Couple : comment sécuriser l'avenir du conjoint ?

« Que va-t-il se passer pour mon conjoint si je disparais le premier ? Est-ce qu'il pourra rester tranquillement dans notre logement jusqu'à la fin de ses jours ? De quelle part des biens va-t-il hériter ? » Tous les couples se posent un jour ou l'autre la question du devenir matériel du survivant en cas de décès. Le mariage lui garantit indiscutablement une protection importante, qui joue sur deux plans complémentaires : le régime matrimonial choisi au moment du mariage, et la part d'héritage prévue par la loi, que le conjoint reçoit sans avoir aucun impôt de succession à payer. Mais il est possible de faire encore mieux, avec une donation « au dernier vivant », en modifiant son régime matrimonial ou en souscrivant une assurance-vie. État des lieux.

Protection de base

Lorsque l'un des époux décède, il faut d'abord liquider le régime matrimonial. Dans la grande majorité des cas, il s'agit de la communauté légale « réduite aux acquêts ». L'ensemble des biens acquis par les époux, même s'ils n'ont pas été financés à part égale par chacun, est partagé en deux. Une moitié revient au conjoint survivant. Ses droits successoraux proprement dits sont ensuite calculés sur l'autre moitié, à laquelle sont ajoutés les biens propres de l'autre. S'il y a des enfants des deux époux, le conjoint a le choix entre un quart en pleine propriété et la totalité en usufruit. S'il y a des enfants nés d'une autre union, il a droit à un quart en pleine propriété.

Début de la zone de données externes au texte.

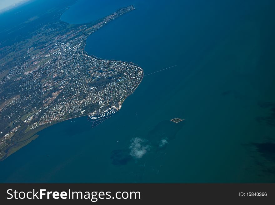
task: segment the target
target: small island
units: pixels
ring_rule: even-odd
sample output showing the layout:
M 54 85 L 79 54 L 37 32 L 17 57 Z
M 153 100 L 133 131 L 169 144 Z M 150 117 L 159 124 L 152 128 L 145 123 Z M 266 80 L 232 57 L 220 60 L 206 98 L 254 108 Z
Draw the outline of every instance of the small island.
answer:
M 174 118 L 173 119 L 172 119 L 172 120 L 171 120 L 172 122 L 173 122 L 174 123 L 178 123 L 179 122 L 181 122 L 181 121 L 183 121 L 184 120 L 185 120 L 185 119 L 183 119 L 183 120 L 182 120 L 181 119 L 180 119 L 179 118 Z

Cadre de vie. Par ailleurs, sans qu'il soit nécessaire de rien prévoir à l'avance, le conjoint peut rester gratuitement dans le logement, même s'il était en location, pendant l'année qui suit le décès. Il peut ensuite continuer de l'occuper sa vie durant, s'il appartenait aux époux ou dépendait entièrement de la succession. La valeur de ce droit d'habitation est déduite de sa part d'héritage.

Les plus de la donation

Malgré ce contexte favorable, les époux ont pratiquement toujours intérêt à retourner chez un notaire pour se consentir mutuellement une donation au dernier vivant. C'est une démarche simple, peu coûteuse, qui permet d'augmenter la part du conjoint et lui offre une marge de choix plus importante. Comme la succession, la donation au dernier vivant est totalement défiscalisée.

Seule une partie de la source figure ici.